Tag Archives: AI

More convergent instrumental goals

Nick Bostrom follows Steve Omohundro in exploring the types of instrumental goals that intelligences with arbitrary ultimate goals might converge on. This is important for two reasons. First, it means predicting the behavior of arbitrary intelligences might be a tiny bit easier than you’d think. Second, because it draws attention to the difficulty of creating a creature that doesn’t want to get mixed up in taking resources and seeking longevity and that sort of thing.

Between Nick and Steve we have these convergent instrumental goals:

  1. Self-preservation
  2. Preserve your values
  3. self-improvement
  4. rationality
  5. other cognitive enhancement
  6. technological perfection
  7. get resources
  8. Avoid counterfeit utility

I think acquiring information is included in cognitive enhancement here, though to me it seems big and different enough that I’d put it by itself.

I’d like to add three more, incidentally all to do with interacting with other intelligences. So not relevant if you are the one all powerful singleton, but  handy if there are a number of AIs which are of a similar enough level that they might be useful to one another (like sheep and humans are, or humans and humans are). Here’s my list:

Spread your values
This can be achieved by making other entities which have at least some of the same values, or more traditionally by buying advertising space, exercising social influence, or having children. This makes sense for the same reason that ensuring that you maintain your values in the future does. If you think of yourself as just your values (as Bostrom mentions might be appropriate for some kinds of intelligences), spreading values can come under the heading of self-preservation perhaps (or reproduction). But usually we don’t think like this. If I convince you that Bach is pretty good, we don’t think of this as me replacing part of you with part of me. So I think it’s worth having a different category.

Social influence
If you can’t get others to have your values, the next best thing is to get them to do what you want anyway. This can be done in many ways, e.g. deceit, deals, forming relationships with useful people, sending good signals, being likable. Perhaps manipulating others comes under perfection of technology: making friends is in a way like better programming your computer to do what you type in. Both can be seen as investing some effort in arranging a complex system such that in future you will get what you want from it with less input. But not that close, so I give these things a new category. The extent to which it is worth influencing other intelligences depends on how useful they are. If the world only had me and sheep and stupider things in it, influencing sheep would be handy, but not nearly as handy as social skills are to me in this world. The next can be thought of as a subcategory of this one.

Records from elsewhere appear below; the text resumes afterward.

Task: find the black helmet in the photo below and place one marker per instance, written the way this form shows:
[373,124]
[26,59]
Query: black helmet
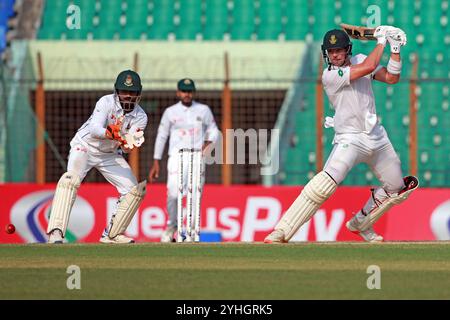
[336,39]
[128,80]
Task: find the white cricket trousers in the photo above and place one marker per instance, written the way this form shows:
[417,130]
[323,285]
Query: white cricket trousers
[375,149]
[172,185]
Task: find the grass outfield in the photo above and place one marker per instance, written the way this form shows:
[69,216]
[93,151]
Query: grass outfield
[226,271]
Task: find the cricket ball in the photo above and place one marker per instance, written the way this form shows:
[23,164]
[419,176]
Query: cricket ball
[10,229]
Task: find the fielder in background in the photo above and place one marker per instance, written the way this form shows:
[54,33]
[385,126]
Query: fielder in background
[358,135]
[190,125]
[115,127]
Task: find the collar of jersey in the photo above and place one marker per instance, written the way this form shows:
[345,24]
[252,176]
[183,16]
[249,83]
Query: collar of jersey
[184,107]
[119,107]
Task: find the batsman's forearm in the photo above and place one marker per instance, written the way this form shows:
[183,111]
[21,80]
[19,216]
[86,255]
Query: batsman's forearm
[395,56]
[374,57]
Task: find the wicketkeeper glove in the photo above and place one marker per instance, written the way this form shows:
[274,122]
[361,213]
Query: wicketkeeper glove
[113,132]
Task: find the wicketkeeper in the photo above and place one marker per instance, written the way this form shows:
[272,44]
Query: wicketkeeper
[189,124]
[115,127]
[358,135]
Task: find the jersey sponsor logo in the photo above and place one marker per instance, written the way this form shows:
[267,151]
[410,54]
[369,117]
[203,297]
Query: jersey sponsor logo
[31,212]
[440,221]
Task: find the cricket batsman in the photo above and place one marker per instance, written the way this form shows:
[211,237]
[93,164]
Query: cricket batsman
[116,126]
[359,137]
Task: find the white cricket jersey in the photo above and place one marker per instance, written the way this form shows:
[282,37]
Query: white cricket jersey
[353,101]
[188,127]
[108,111]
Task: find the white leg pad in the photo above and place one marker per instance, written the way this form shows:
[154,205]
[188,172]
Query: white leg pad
[126,209]
[65,195]
[379,208]
[316,191]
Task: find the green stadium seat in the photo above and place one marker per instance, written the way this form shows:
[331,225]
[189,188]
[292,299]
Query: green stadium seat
[49,33]
[77,34]
[216,20]
[133,33]
[187,33]
[103,33]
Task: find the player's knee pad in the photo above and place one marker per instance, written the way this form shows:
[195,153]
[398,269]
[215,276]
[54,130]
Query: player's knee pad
[378,205]
[65,195]
[127,207]
[316,191]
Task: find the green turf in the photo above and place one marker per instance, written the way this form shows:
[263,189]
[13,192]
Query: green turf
[226,271]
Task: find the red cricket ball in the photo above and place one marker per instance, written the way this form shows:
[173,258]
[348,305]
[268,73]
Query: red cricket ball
[10,228]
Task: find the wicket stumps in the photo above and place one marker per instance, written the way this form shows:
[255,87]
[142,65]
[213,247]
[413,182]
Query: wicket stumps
[194,159]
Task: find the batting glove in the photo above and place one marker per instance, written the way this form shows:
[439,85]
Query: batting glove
[397,40]
[113,132]
[382,32]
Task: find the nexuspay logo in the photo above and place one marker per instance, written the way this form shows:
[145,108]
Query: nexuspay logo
[31,212]
[440,221]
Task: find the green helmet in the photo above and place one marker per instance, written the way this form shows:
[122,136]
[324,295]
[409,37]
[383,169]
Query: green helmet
[335,39]
[130,82]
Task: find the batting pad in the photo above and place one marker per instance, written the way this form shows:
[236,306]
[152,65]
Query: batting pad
[319,189]
[411,182]
[65,195]
[126,209]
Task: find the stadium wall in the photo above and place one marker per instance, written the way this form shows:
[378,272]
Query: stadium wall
[239,213]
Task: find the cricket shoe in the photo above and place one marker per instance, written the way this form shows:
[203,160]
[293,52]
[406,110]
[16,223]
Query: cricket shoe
[119,239]
[168,234]
[368,235]
[276,236]
[56,237]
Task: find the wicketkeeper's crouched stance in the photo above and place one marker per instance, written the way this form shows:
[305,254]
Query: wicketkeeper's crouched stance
[358,136]
[116,125]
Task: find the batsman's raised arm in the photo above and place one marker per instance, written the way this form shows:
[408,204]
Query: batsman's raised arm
[99,120]
[391,74]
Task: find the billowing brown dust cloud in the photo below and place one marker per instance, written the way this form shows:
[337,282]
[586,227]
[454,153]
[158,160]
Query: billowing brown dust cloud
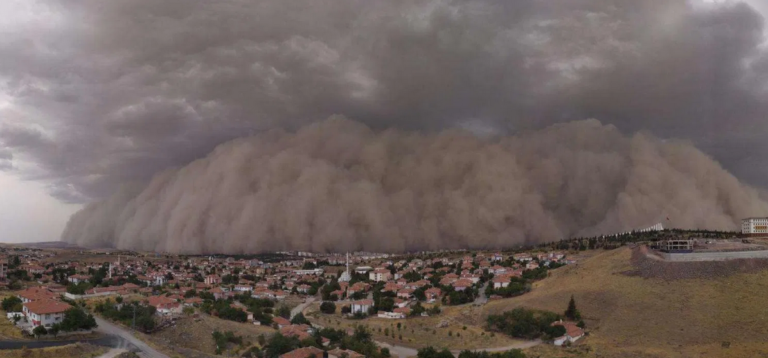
[338,185]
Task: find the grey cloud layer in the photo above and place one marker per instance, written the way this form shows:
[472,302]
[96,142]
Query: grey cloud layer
[338,186]
[107,93]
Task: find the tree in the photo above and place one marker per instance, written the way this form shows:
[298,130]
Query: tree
[300,319]
[328,307]
[431,352]
[11,304]
[572,313]
[54,330]
[39,331]
[76,318]
[284,311]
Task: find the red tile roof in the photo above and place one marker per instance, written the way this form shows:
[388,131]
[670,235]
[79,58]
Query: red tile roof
[46,306]
[305,352]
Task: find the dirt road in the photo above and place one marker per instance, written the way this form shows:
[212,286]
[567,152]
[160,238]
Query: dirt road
[113,329]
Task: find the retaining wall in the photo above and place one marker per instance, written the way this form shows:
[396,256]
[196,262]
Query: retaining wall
[715,256]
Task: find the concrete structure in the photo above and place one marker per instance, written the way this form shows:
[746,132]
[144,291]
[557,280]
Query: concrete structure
[754,226]
[715,256]
[361,306]
[3,268]
[677,246]
[212,280]
[45,312]
[78,278]
[379,275]
[345,276]
[363,269]
[317,272]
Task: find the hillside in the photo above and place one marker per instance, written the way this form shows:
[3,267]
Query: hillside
[647,317]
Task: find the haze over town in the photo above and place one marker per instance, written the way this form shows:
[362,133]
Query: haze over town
[113,103]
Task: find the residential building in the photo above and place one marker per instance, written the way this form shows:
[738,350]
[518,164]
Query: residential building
[380,274]
[45,312]
[754,226]
[212,280]
[78,278]
[361,306]
[3,268]
[501,281]
[306,352]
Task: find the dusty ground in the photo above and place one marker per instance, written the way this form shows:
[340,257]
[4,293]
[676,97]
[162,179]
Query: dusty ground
[78,350]
[196,335]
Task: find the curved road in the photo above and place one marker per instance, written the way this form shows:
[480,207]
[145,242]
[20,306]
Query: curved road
[402,351]
[109,328]
[300,308]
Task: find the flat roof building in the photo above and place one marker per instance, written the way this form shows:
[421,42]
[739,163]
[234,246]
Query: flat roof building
[754,226]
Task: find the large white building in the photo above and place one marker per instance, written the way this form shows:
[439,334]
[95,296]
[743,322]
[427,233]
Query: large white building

Acquire commonly valued goods
Nick and Steve mention acquiring ‘resources’, but from their elaboration it seems like they mean goods that are direct inputs to the intelligence’s goals. An instrumental goal to acquiring directly useful resources is acquiring stuff that is valuable to someone else. This apparently roundabout route is common because of comparative advantage. So while an AI would presumably like to have energy and fast hardware, it would also like a yacht or intellectual property rights for a new kind of frozen dinner, assuming anyone exists who will trade. With few assumptions, acquiring something like the latter will be easier than acquiring the former directly. This is pretty much what humans spend their working lives on.

When to explain

It is commonly claimed that humans’ explicit conscious faculties arose for explaining to others about themselves and their intentions. Similarly when people talk about designing robots that interact with people, they often mention the usefulness of designing such robots to be able to explain to you why it is they changed your investments or rearranged your kitchen.

Perhaps this is a generally useful principle for internally complex units dealing with each other: have some part that keeps an overview of what’s going on inside and can discuss it with others.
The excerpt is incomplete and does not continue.